O Hospital Victor Lang pronunciou-se por meio do advogado Antonio Borges. Segundo ele, a instituição ainda não recebeu nenhum documento sobre erro médico e nem foi notificada de nenhuma abertura de procedimento por parte do MP.  

— Nós assumimos a instituição em dezembro de 2020. Os relatos, ainda que informais, são anteriores a esse período. Fizemos uma análise de estrutura do hospital, verificamos se estamos atendendo conforme as orientações adequadas da Secretaria Estadual da Saúde, se os funcionários estão devidamente treinados, e não temos nenhuma acusação específica a um funcionário específico — explica Borges. 

Questionado sobre o que o hospital pretende fazer caso alguma irregularidade seja identificada, o advogado garante que o local está bem preparado: 

— Não é nosso interesse gerar um atendimento de política pública violento, errado. A direção do hospital nunca se omitiu. Vamos apurar, vamos investigar. Se houve erro de funcionários, não vamos hesitar em demitir. Falhas há em qualquer setor, o que não se pode permitir é que essas falhas virem vícios e costumes. Estamos trabalhando pra que, uma vez verificado, possa ser corrigido. 

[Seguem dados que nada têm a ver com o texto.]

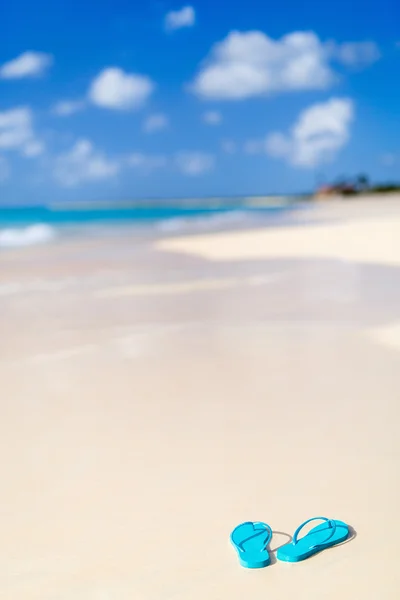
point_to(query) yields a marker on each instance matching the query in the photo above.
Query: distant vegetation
(357, 185)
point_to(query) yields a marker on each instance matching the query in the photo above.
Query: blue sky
(105, 99)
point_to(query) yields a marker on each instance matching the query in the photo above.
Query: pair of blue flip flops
(251, 540)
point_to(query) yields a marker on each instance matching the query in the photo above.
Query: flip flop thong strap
(332, 528)
(257, 532)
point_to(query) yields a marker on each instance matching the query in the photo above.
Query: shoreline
(156, 394)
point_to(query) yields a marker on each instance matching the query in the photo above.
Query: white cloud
(317, 136)
(83, 163)
(4, 169)
(355, 54)
(28, 64)
(249, 64)
(146, 163)
(212, 117)
(17, 133)
(254, 146)
(252, 64)
(186, 17)
(65, 108)
(33, 148)
(194, 163)
(155, 122)
(228, 146)
(115, 89)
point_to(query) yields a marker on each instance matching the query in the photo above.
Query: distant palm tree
(362, 183)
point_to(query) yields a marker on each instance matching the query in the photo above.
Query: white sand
(152, 401)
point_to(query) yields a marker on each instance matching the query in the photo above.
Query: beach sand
(156, 394)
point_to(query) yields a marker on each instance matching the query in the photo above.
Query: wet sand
(155, 395)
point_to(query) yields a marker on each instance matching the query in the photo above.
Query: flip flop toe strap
(332, 528)
(257, 532)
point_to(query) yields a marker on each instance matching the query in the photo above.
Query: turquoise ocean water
(22, 226)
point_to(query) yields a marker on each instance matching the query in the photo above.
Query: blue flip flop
(251, 541)
(323, 536)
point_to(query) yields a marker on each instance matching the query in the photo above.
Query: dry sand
(155, 395)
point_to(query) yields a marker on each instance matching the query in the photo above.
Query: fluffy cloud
(65, 108)
(115, 89)
(249, 64)
(194, 163)
(17, 133)
(28, 64)
(4, 169)
(317, 136)
(33, 148)
(186, 17)
(146, 163)
(355, 54)
(155, 122)
(212, 117)
(83, 163)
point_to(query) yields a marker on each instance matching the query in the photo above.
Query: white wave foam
(26, 236)
(204, 221)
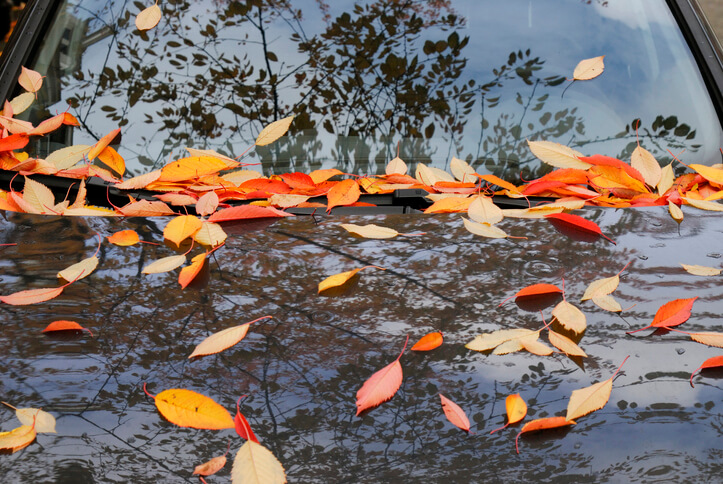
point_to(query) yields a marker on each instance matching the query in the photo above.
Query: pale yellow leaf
(79, 270)
(484, 229)
(274, 131)
(601, 287)
(148, 17)
(644, 161)
(255, 464)
(462, 171)
(396, 166)
(701, 270)
(164, 265)
(565, 344)
(589, 399)
(370, 231)
(570, 317)
(588, 69)
(557, 155)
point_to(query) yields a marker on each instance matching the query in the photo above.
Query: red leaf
(454, 413)
(64, 325)
(714, 362)
(562, 221)
(245, 212)
(381, 386)
(429, 342)
(243, 429)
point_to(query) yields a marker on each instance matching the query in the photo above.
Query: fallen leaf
(592, 398)
(223, 340)
(516, 410)
(148, 17)
(714, 362)
(701, 270)
(254, 463)
(187, 408)
(381, 386)
(542, 424)
(588, 69)
(454, 413)
(64, 325)
(429, 342)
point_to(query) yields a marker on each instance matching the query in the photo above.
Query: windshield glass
(428, 80)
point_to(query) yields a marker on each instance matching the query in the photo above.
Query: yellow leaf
(181, 227)
(607, 303)
(396, 167)
(148, 17)
(255, 464)
(30, 80)
(462, 171)
(340, 279)
(701, 270)
(210, 234)
(484, 229)
(709, 338)
(18, 438)
(589, 68)
(483, 210)
(601, 287)
(164, 265)
(79, 270)
(565, 344)
(187, 408)
(274, 131)
(570, 317)
(557, 155)
(370, 231)
(644, 161)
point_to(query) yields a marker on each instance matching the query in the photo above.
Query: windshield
(369, 80)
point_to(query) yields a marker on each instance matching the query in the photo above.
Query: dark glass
(428, 79)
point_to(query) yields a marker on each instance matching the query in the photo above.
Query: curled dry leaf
(381, 386)
(148, 17)
(714, 362)
(454, 413)
(274, 131)
(224, 339)
(429, 342)
(588, 69)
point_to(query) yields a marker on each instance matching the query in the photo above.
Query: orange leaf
(63, 325)
(224, 339)
(187, 408)
(429, 342)
(345, 192)
(245, 212)
(381, 386)
(713, 362)
(124, 238)
(543, 424)
(454, 413)
(575, 223)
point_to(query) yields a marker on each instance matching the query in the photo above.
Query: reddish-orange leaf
(576, 223)
(542, 424)
(381, 386)
(454, 413)
(714, 362)
(429, 342)
(124, 238)
(243, 429)
(672, 313)
(63, 325)
(345, 192)
(245, 212)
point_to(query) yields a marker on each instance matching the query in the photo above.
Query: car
(369, 83)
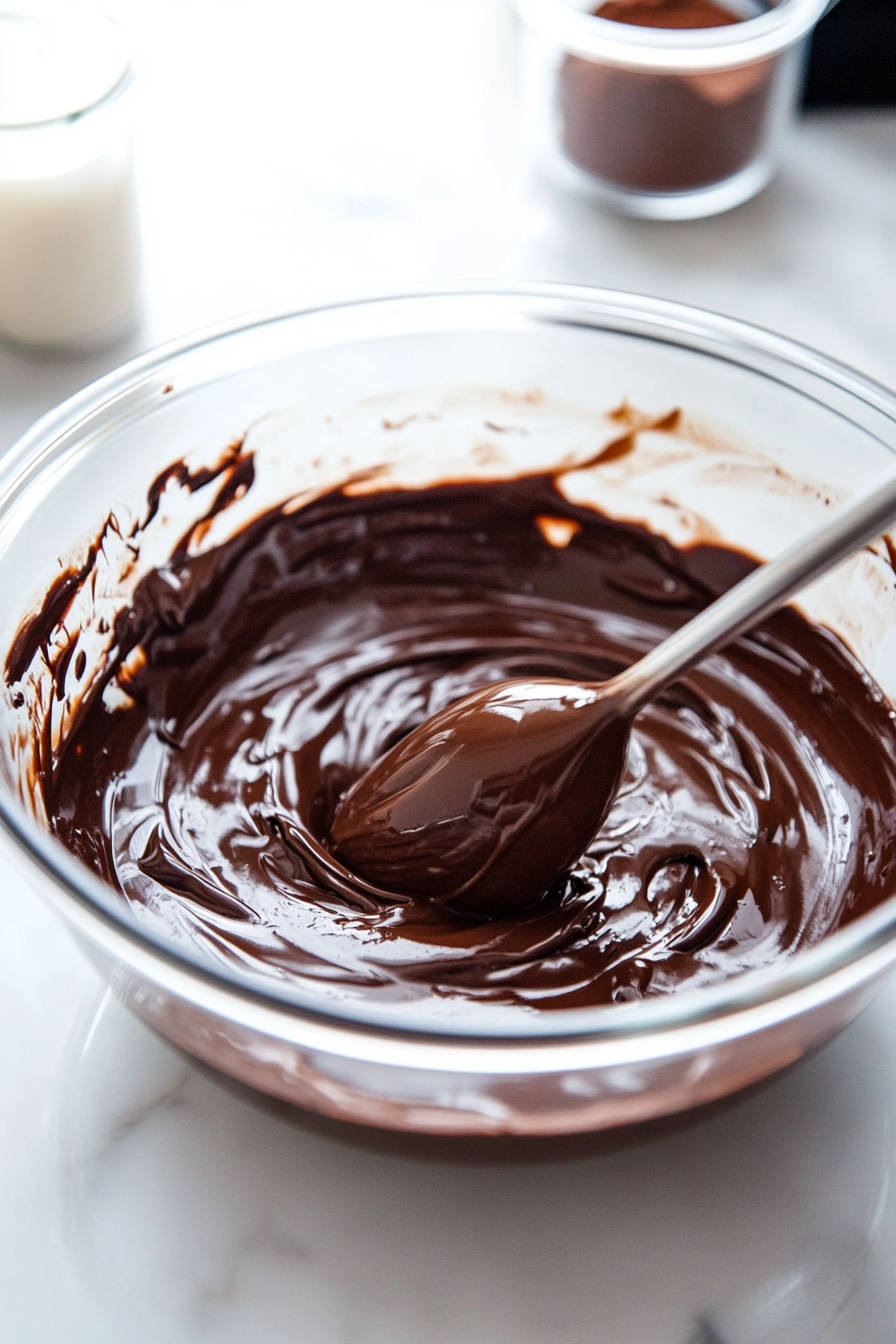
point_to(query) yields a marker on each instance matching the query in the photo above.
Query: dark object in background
(853, 55)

Reunir os relatos das mães não foi a primeira atitude tomada pelo coletivo. Em maio deste ano, representantes do grupo buscaram a prefeitura. O Executivo informou, por meio de nota, que também aguarda respostas por parte do hospital e que as denúncias já recebidas foram encaminhadas ao MP. Ressalta, ainda, que em relação ao serviço de pré-natal, de responsabilidade do município, não há registro de reclamações.  

Atualmente, o processo administrativo instaurado pelo MP investiga apenas a conduta da instituição, e não há investigação por parte da Polícia Civil diretamente a funcionários do hospital ou pessoas específica.

— Alguns relatos chegaram ao MP de forma individual e outras mães entraram de forma coletiva. Infelizmente algumas famílias ainda têm receio de denunciar formalmente e sofrer retaliações, ou ainda precisar (futuramente) de atendimento médico vindo destes mesmos profissionais, por se tratar de uma cidade pequena — explica.

Alerta e prevenção


A advogada Laura Cardoso recomenda também que as gestantes formulem o chamado "plano de parto", que pode ser elaborado previamente e entregue na maternidade. O plano deve ser anexado ao prontuário no dia do parto.

Existem canais oficiais para denúncia caso a mulher identifique algum tipo de violência obstétrica ou desconfie de tal ato. Entre eles, estão o Ministério da Saúde (136), o Disque Denúncia de Violência contra a Mulher (180) e a própria ouvidoria dos hospitais.

Confira a manifestação do Coren-RS a respeito do caso
"Diante do noticiado pelo Ministério Público Estadual (MPE), o Departamento de Fiscalização (Defisc) do Conselho Regional de Enfermagem do Rio Grande do Sul (Coren-RS) realizou inspeção in loco no Hospital de Caridade Dr. Victor Lang, em Caçapava do Sul, a fim de apurar os fatos. Na ocasião, a Fiscalização não identificou qualquer situação que possa caracterizar atitude desrespeitosa com as pacientes, no que concerne à assistência de Enfermagem prestada. Aliás, identificou que as(os) profissionais de Enfermagem são comprometidas(os) com a assistência humanizada ao parto.
Assim, durante a inspeção, não foi constatada nenhuma irregularidade ou ilegalidade na assistência prestada pelas(os) profissionais de Enfermagem capaz de configurar violência obstétrica. A Fiscalização encontrou uma equipe de Enfermagem capacitada, que se mantém em atualização permanente e que pauta a assistência em evidências científicas atualizadas.
Cabe, por fim, ressaltar que a instituição seguirá sendo acompanhada pelo Coren-RS."